Andres Duque Fernandez, Mark Stevenson, Juan Martinez-Romo, Lourdes Araujo
Artificial Intelligence in Medicine 87: 9-19 (2018)

Word sense disambiguation is a key step for many natural language processing tasks (e.g. summarization, text
classification, relation extraction) and presents a challenge to any system that aims to process documents from the
biomedical domain. In this paper, we present a new graph-based unsupervised technique to address this problem.
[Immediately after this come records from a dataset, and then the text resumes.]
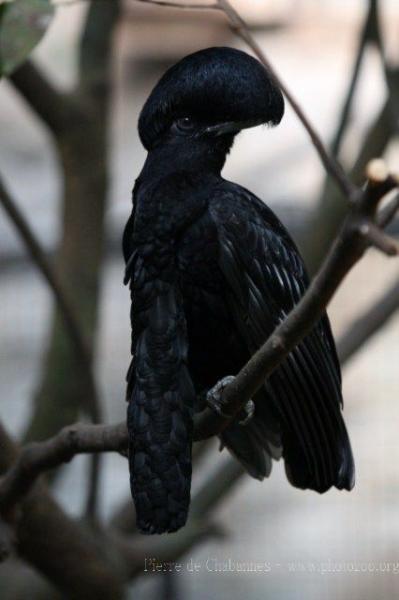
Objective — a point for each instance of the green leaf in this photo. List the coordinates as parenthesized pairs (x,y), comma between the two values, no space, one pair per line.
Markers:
(22,25)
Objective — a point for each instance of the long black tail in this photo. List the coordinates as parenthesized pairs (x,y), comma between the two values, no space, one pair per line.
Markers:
(161,397)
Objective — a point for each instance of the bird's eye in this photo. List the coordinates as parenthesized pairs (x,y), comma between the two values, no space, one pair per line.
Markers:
(185,124)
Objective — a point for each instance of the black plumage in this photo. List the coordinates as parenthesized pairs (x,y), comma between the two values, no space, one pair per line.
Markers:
(212,271)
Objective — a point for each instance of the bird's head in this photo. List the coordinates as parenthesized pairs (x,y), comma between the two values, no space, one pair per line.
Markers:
(207,98)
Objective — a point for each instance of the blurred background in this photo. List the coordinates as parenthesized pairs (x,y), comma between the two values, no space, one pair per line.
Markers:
(74,186)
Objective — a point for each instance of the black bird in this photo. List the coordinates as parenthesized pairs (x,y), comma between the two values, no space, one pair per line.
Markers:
(212,272)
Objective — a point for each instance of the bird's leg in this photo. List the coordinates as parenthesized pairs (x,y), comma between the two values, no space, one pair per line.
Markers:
(214,399)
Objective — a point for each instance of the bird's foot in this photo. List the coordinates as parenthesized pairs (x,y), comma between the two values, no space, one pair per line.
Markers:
(249,410)
(214,399)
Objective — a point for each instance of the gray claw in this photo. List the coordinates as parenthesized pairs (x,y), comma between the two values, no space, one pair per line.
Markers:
(249,408)
(214,400)
(214,396)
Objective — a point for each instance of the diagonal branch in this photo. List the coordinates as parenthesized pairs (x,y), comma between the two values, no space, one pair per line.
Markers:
(368,34)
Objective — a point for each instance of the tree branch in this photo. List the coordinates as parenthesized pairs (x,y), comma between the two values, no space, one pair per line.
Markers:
(350,244)
(331,165)
(369,323)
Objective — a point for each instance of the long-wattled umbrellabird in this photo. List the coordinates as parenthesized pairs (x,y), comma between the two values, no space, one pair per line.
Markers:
(212,272)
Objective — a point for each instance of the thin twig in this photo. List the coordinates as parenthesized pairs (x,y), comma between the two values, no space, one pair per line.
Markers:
(369,33)
(331,165)
(66,309)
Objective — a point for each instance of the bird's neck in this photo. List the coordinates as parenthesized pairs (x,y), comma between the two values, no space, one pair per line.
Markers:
(195,156)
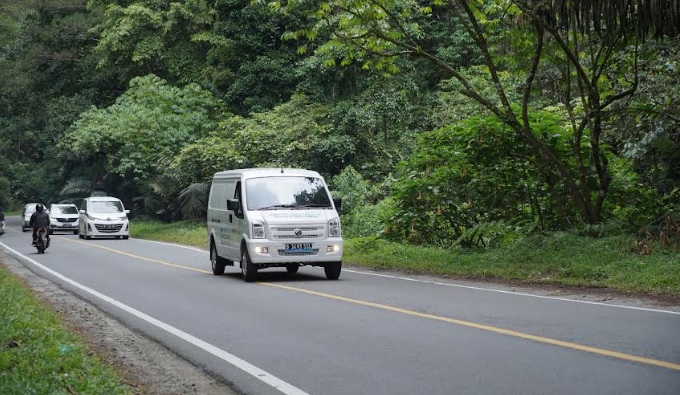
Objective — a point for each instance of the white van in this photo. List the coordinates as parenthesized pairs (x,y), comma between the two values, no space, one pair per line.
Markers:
(103,216)
(273,218)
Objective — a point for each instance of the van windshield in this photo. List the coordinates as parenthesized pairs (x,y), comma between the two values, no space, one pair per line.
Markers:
(294,192)
(64,210)
(105,207)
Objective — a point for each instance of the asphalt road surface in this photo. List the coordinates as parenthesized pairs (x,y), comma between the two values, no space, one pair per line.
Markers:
(367,333)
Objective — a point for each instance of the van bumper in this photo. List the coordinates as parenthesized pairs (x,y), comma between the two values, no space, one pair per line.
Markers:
(275,253)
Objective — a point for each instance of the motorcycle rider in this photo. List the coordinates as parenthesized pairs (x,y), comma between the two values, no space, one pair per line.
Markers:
(39,219)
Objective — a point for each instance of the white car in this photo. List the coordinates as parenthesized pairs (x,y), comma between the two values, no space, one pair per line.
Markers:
(266,218)
(29,209)
(63,218)
(103,216)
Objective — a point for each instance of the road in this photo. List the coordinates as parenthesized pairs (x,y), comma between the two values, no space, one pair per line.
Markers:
(367,333)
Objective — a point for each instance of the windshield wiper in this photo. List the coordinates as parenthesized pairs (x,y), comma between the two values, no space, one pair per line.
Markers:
(274,207)
(316,205)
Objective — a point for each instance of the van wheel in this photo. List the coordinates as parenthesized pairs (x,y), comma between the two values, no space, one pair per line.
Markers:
(332,270)
(247,268)
(216,262)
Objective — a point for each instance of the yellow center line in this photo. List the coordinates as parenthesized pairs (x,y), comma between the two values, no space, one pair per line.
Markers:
(164,263)
(488,328)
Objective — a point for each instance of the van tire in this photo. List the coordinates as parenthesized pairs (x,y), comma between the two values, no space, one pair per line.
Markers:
(248,269)
(216,262)
(332,270)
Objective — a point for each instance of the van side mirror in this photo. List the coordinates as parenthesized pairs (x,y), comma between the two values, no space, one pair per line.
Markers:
(235,206)
(232,205)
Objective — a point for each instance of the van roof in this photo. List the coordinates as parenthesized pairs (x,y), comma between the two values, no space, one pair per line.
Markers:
(101,198)
(267,172)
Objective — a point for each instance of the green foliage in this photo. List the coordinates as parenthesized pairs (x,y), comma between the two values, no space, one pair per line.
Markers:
(144,129)
(559,259)
(475,181)
(294,134)
(361,216)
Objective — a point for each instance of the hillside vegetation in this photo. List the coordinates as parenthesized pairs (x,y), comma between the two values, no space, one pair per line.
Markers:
(462,125)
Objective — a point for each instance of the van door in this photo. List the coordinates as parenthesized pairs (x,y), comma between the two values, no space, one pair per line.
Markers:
(235,224)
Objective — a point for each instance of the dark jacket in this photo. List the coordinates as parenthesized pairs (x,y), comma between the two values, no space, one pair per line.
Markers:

The
knowledge base used in this work is a graph built with co-occurrence information from medical concepts found in
scientific abstracts, and hence adapted to the specific domain. Unlike other unsupervised approaches based on static
graphs such as UMLS, in this work the knowledge base takes the context of the ambiguous terms into account. Abstracts
downloaded from PubMed are used for building the graph and disambiguation is performed using the personalized PageRank
algorithm. Evaluation is carried out over two test datasets widely explored in the literature. Different parameters of
the system are also evaluated to test robustness and scalability. Results show that the system is able to outperform
state-of-the-art knowledge-based systems, obtaining more than 10% of accuracy improvement in some cases, while only
requiring minimal external resources.